Despite being born in the city of Bristol, I am very much a country girl. We moved, shortly after I was born, to Wakefield and then three years later after my brother was born, to a small village called North Somercotes in Lincolnshire. As a family, we lived and ran a small village newsagents for ten years and I attended both a village primary school and village secondary school. Back then, there was no mobile phones and internet, so I’ve no idea what signal or coverage would have been like. Phoneboxes were incredibly common and I remember that my full telephone number (landline) was only seven digits long, including the area code. Gas came in tanks, either tall reds ones or large landscape white ones – those are both very strong childhood memories.
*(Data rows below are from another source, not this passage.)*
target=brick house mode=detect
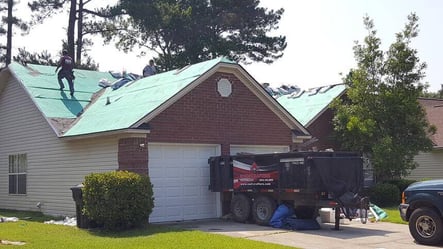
[407,98,443,180]
[0,58,310,222]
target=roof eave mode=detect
[60,128,151,140]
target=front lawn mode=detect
[0,210,298,249]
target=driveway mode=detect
[171,220,441,249]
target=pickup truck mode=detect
[398,179,443,245]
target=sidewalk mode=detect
[170,220,441,249]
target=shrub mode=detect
[83,171,154,230]
[369,183,400,207]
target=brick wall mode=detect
[148,73,292,154]
[118,138,148,175]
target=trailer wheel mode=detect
[252,196,276,226]
[231,194,251,222]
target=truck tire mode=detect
[252,195,277,226]
[409,207,443,245]
[231,194,251,222]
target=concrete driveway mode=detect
[170,220,441,249]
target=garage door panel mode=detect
[148,144,218,222]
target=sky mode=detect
[13,0,443,92]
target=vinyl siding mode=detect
[407,150,443,180]
[0,75,118,215]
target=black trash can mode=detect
[71,184,89,228]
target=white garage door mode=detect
[230,145,289,155]
[148,143,220,222]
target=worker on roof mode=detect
[55,50,75,96]
[143,59,157,77]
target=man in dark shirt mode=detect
[143,60,157,77]
[55,50,74,96]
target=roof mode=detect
[277,84,346,127]
[4,57,309,137]
[418,98,443,147]
[9,62,115,118]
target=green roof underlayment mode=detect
[277,84,346,126]
[9,62,115,118]
[43,58,233,136]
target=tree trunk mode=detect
[68,0,77,63]
[6,0,14,65]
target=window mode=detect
[9,154,28,194]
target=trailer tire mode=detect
[252,195,277,226]
[231,194,251,222]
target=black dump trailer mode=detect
[209,152,369,230]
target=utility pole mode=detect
[6,0,14,66]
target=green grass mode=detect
[0,210,298,249]
[382,206,408,224]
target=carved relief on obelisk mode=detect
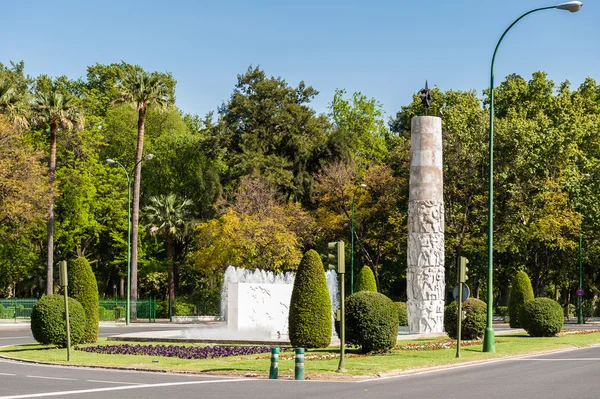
[407,116,445,333]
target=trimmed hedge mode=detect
[344,291,398,353]
[508,271,533,328]
[394,302,408,327]
[288,249,332,348]
[519,298,565,337]
[354,266,377,292]
[444,298,487,340]
[31,295,85,348]
[67,256,100,343]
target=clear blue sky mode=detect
[0,0,600,120]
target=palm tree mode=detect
[115,67,171,306]
[31,89,84,295]
[144,194,193,315]
[0,80,29,129]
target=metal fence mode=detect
[0,298,156,322]
[0,298,37,320]
[98,298,156,322]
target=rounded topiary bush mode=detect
[519,298,565,337]
[508,272,533,328]
[31,295,85,348]
[344,291,398,353]
[288,249,332,348]
[394,302,408,327]
[67,256,100,343]
[444,298,487,339]
[354,266,377,292]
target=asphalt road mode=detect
[0,324,600,399]
[0,347,600,399]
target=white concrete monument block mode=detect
[227,283,293,338]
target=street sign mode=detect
[452,283,471,302]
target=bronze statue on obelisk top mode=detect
[407,82,445,333]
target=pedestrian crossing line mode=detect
[515,357,600,362]
[85,380,144,385]
[25,375,77,381]
[0,378,248,399]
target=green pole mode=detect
[294,348,304,380]
[337,273,346,373]
[350,198,356,295]
[577,204,584,324]
[65,285,71,362]
[350,183,367,295]
[269,346,279,380]
[123,173,131,325]
[456,257,462,357]
[483,6,560,352]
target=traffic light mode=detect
[327,241,346,274]
[458,256,469,283]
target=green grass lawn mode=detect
[0,332,600,378]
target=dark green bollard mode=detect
[269,346,279,380]
[294,348,304,380]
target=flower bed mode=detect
[74,344,293,359]
[556,330,600,337]
[394,339,494,351]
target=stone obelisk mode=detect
[407,116,445,333]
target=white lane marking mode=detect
[515,357,600,362]
[86,380,144,385]
[25,375,77,381]
[358,347,590,384]
[0,378,248,399]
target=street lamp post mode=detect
[483,1,583,352]
[577,173,592,324]
[106,154,154,325]
[350,184,367,295]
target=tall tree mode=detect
[214,67,328,205]
[0,79,29,129]
[117,66,174,301]
[31,88,84,295]
[144,194,193,315]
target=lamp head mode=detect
[556,1,583,12]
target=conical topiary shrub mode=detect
[354,266,377,292]
[288,249,331,348]
[31,295,85,348]
[508,272,533,328]
[68,256,100,343]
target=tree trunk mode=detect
[46,121,58,295]
[131,106,146,319]
[167,234,175,316]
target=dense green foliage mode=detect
[394,302,408,327]
[444,298,487,340]
[31,295,85,348]
[354,266,377,292]
[67,256,100,343]
[288,250,332,348]
[519,298,565,337]
[344,291,398,353]
[508,271,533,328]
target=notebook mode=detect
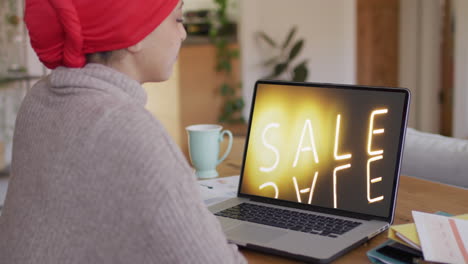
[209,80,410,263]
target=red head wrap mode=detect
[24,0,179,69]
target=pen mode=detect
[200,183,213,189]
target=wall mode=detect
[143,64,182,144]
[184,0,239,20]
[399,0,442,133]
[239,0,356,118]
[453,0,468,138]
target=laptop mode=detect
[209,80,410,263]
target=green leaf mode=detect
[257,31,277,48]
[293,61,309,82]
[289,39,304,61]
[220,83,232,96]
[271,63,288,77]
[282,26,297,49]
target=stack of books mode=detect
[367,212,468,264]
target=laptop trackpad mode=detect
[226,223,288,244]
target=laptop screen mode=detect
[239,81,409,217]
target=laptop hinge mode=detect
[250,197,380,221]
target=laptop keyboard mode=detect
[215,203,361,237]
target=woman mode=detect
[0,0,245,264]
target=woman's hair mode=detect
[24,0,180,69]
[85,49,124,65]
[86,50,114,64]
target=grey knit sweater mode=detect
[0,64,245,264]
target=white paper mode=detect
[198,175,239,206]
[413,211,468,264]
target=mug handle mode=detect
[216,130,232,166]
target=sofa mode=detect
[401,128,468,188]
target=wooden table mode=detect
[217,138,468,263]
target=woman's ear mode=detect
[127,41,143,53]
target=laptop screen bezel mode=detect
[237,80,411,224]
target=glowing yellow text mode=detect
[333,115,352,208]
[366,109,388,203]
[293,119,318,168]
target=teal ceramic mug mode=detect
[185,125,232,179]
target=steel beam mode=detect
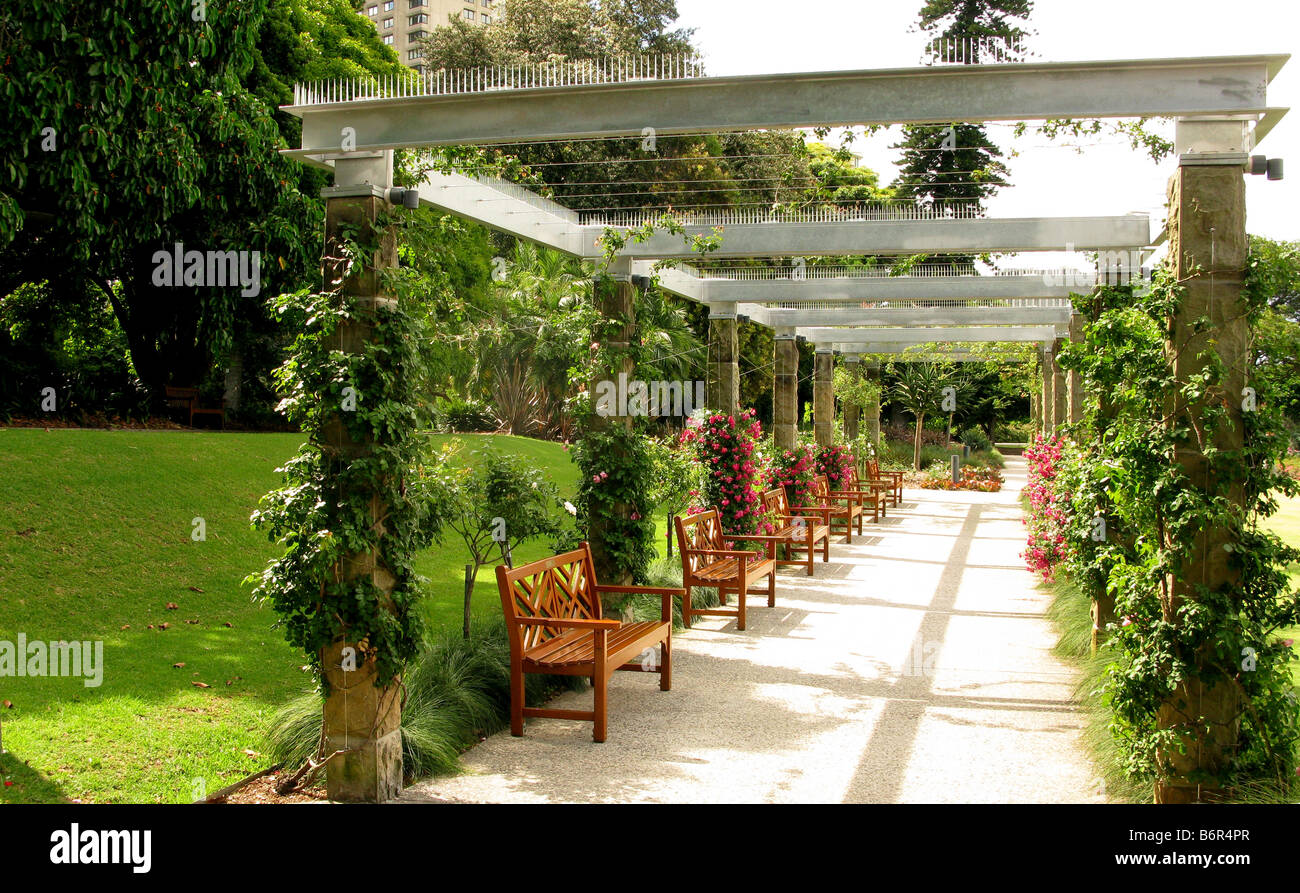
[797,326,1057,343]
[283,55,1288,156]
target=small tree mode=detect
[442,450,560,638]
[646,437,703,556]
[894,363,953,472]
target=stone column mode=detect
[1066,313,1083,425]
[772,326,800,450]
[709,304,740,416]
[1052,338,1070,434]
[863,363,880,455]
[1039,346,1056,437]
[813,344,835,446]
[1156,152,1249,803]
[321,152,402,803]
[1030,376,1043,432]
[586,257,637,586]
[844,356,862,441]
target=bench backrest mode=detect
[673,508,725,571]
[497,542,601,650]
[763,487,790,517]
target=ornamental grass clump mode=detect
[816,443,857,491]
[681,409,763,534]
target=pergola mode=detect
[285,48,1288,799]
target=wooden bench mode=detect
[790,474,862,543]
[831,468,891,533]
[497,542,684,741]
[673,508,777,629]
[163,385,226,428]
[867,459,904,506]
[763,487,831,577]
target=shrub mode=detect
[802,443,855,491]
[681,409,763,534]
[1021,437,1070,580]
[441,400,497,432]
[767,443,818,506]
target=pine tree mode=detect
[892,0,1034,222]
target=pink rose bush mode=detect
[681,409,764,534]
[802,443,857,491]
[1021,435,1070,580]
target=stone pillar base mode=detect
[321,642,402,803]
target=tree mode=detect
[892,0,1034,263]
[438,450,560,638]
[0,0,400,413]
[892,363,953,472]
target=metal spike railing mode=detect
[294,53,705,105]
[579,199,983,229]
[679,264,1093,283]
[920,36,1028,65]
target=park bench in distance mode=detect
[163,385,226,429]
[866,459,905,506]
[497,542,684,741]
[829,468,893,533]
[790,474,862,543]
[763,487,831,577]
[673,508,777,629]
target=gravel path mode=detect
[403,459,1105,803]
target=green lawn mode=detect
[0,429,577,802]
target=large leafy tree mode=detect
[0,0,400,413]
[893,0,1034,232]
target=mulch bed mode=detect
[208,772,329,803]
[0,413,186,432]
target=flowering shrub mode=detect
[816,443,855,491]
[1021,435,1070,580]
[681,409,763,534]
[767,443,818,506]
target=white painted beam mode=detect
[796,326,1057,343]
[285,55,1288,156]
[705,270,1091,304]
[767,307,1070,326]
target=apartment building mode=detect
[361,0,504,68]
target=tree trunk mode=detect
[463,564,478,638]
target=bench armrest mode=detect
[595,584,686,623]
[686,537,755,558]
[515,617,623,629]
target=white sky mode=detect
[677,0,1300,265]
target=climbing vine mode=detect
[248,217,442,685]
[1050,260,1300,792]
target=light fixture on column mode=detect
[389,186,420,211]
[1245,155,1282,179]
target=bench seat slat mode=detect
[524,620,666,666]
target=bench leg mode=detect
[659,636,672,692]
[510,666,524,738]
[592,639,610,744]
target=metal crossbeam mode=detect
[285,55,1288,157]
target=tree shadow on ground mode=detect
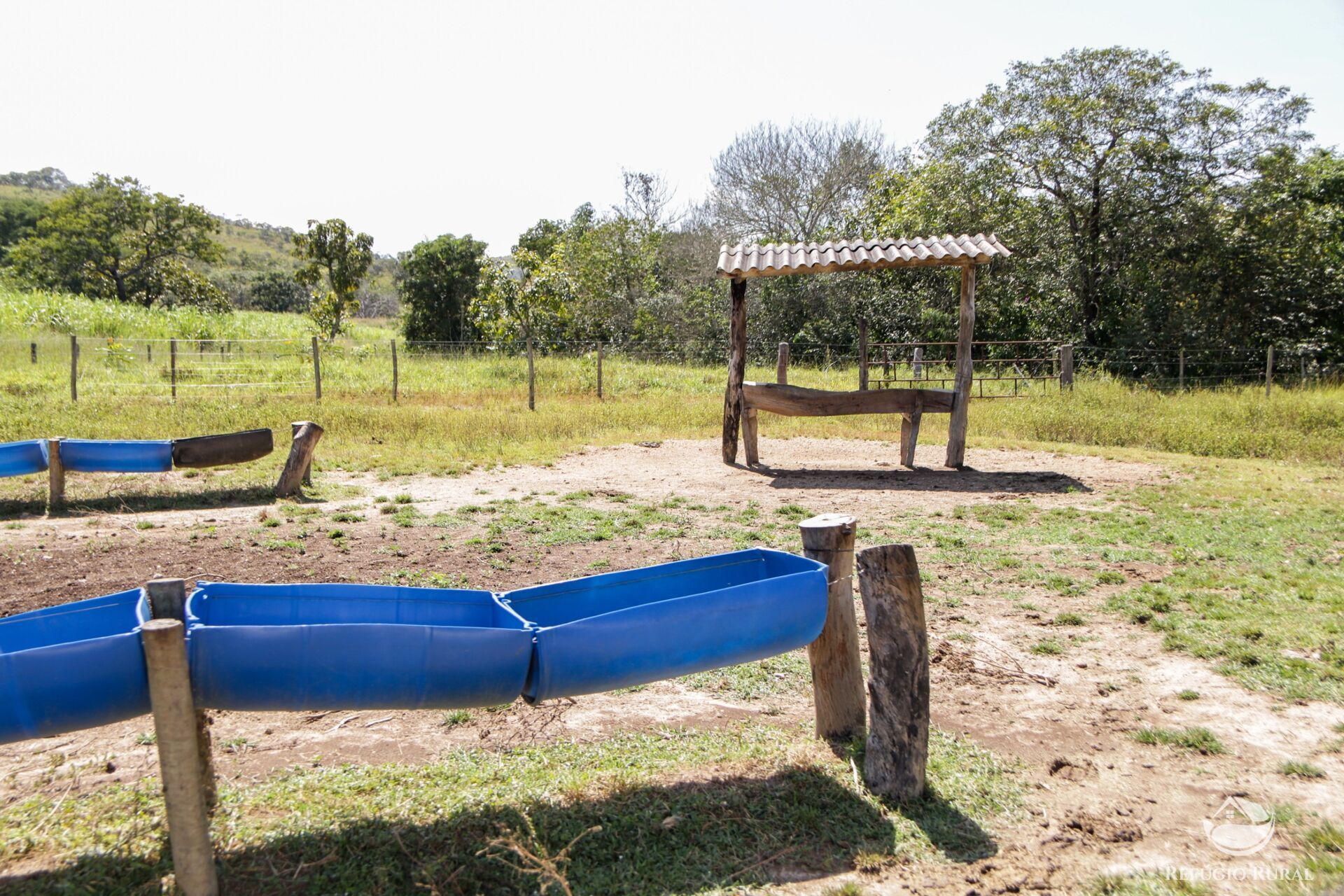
[7,767,996,896]
[750,466,1093,494]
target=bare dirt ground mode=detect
[0,438,1344,895]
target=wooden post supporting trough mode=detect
[140,620,219,896]
[276,421,324,498]
[47,435,66,513]
[723,278,748,463]
[858,544,929,802]
[945,265,976,466]
[798,513,864,740]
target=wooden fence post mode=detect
[313,336,323,402]
[145,579,218,814]
[276,421,324,498]
[798,513,864,740]
[140,620,219,896]
[859,317,868,391]
[47,435,66,513]
[858,544,929,802]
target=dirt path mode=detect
[0,440,1344,893]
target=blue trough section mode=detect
[60,440,172,473]
[187,582,532,710]
[0,589,149,743]
[504,548,827,703]
[0,440,47,475]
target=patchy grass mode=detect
[0,725,1021,893]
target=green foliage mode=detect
[294,218,374,339]
[9,174,225,307]
[396,234,485,342]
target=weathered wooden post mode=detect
[859,317,868,391]
[858,544,929,802]
[723,276,748,463]
[276,421,324,498]
[313,336,323,402]
[944,265,976,466]
[798,513,864,740]
[47,435,66,513]
[140,620,219,896]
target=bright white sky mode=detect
[0,0,1344,254]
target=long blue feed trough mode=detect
[0,589,149,743]
[0,440,47,475]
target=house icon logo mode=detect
[1204,797,1274,855]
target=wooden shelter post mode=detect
[723,276,748,463]
[945,263,976,466]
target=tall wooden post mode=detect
[313,336,323,402]
[723,278,748,463]
[798,513,864,740]
[47,435,66,513]
[276,421,324,498]
[858,544,929,802]
[859,317,868,391]
[140,620,219,896]
[527,333,536,411]
[945,265,976,466]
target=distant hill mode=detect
[0,168,399,317]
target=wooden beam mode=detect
[742,383,953,416]
[946,265,976,466]
[798,513,864,740]
[858,544,929,802]
[723,279,748,463]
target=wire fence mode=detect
[0,335,1344,400]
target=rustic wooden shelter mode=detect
[718,234,1011,466]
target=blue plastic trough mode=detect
[0,440,47,475]
[504,548,827,703]
[0,589,149,743]
[187,582,532,709]
[60,440,172,473]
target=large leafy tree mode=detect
[396,234,485,342]
[294,218,374,339]
[10,174,225,307]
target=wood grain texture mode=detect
[742,383,953,416]
[723,279,748,463]
[858,544,929,802]
[798,513,864,740]
[946,265,976,468]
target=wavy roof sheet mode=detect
[718,234,1012,279]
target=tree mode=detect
[10,174,227,307]
[920,47,1309,344]
[294,218,374,339]
[707,120,890,241]
[396,234,485,342]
I’m in my thirties now – almost my fourties and I have watched life change a lot. In my teens the internet came about and so did mobile phones. The internet was pay per month and per minute for dial-up, while mobiles were chunky and only offered text and call time minutes. We moved from a small village like North Somercotes, to a town called Louth and eventually from Louth, we moved to the city of Lincoln (or at least a village near by). Since leaving home at 19, I’ve lived in a variety of towns and villages and even Lincoln city itself once, but I’m most at home in the countryside – with windy roads, poor signal phone signal and a good distance to travel to decent shops. That said, I’ve definitely been on holiday to places that felt even more remote and I often think we take for granted what we have on a day to day basis.
I was challenged by Flogas, to discuss what I would miss if I had to live in a really remote area – completely out in the sticks. As I child I would joke that North Somercotes was out in the sticks, and compared to many places I’m sure it would feel that way to many people. However it really wasn’t and probably if I went back now, it would just seem like any other quiet village. I’m sad to say though, that the first thing I would miss (or would have an issue if it was lacking) would be my mobile phone signal. I check social media sites and my browser, more times than I can possibly count in a day. When I got on holiday, especially abroad, and signal/internet/data is lacking, I’m always a bit lost without the use of my phone. After that and related to that, would be my internet. Our family often jokes that we could forgo running water and heating, even a roof over our heads, so long as we could connect to someone’s wifi.
My partner Chris is pretty handy but I have to admit we’d all probably be a bit lost if it came to changing a gas canister. I once lived in a house that had oil to run its heating and that needed a lorry to come and top it up every time it was low – I ran out twice in the time I lived there – once over a very cold Christmas and I can’t say I’d be in a hurry to repeat that. The girls and I also love our baths and if running water wasn’t available, that would be an issue for us too. Admittedly we don’t bathe every day, but there is four of us who would need to bath at least 2-3 times a week.
While I definitely don’t think I would be lost, living out in the sticks (as I said, I’ve lived quite rurally), my kids and even my partner (he’s from Luton) would probably struggle. Also I think I’ve got a little too used to luxuries that are now classed as necessities, to want to give all that up.
What would you miss the most if you were stuck out in the sticks?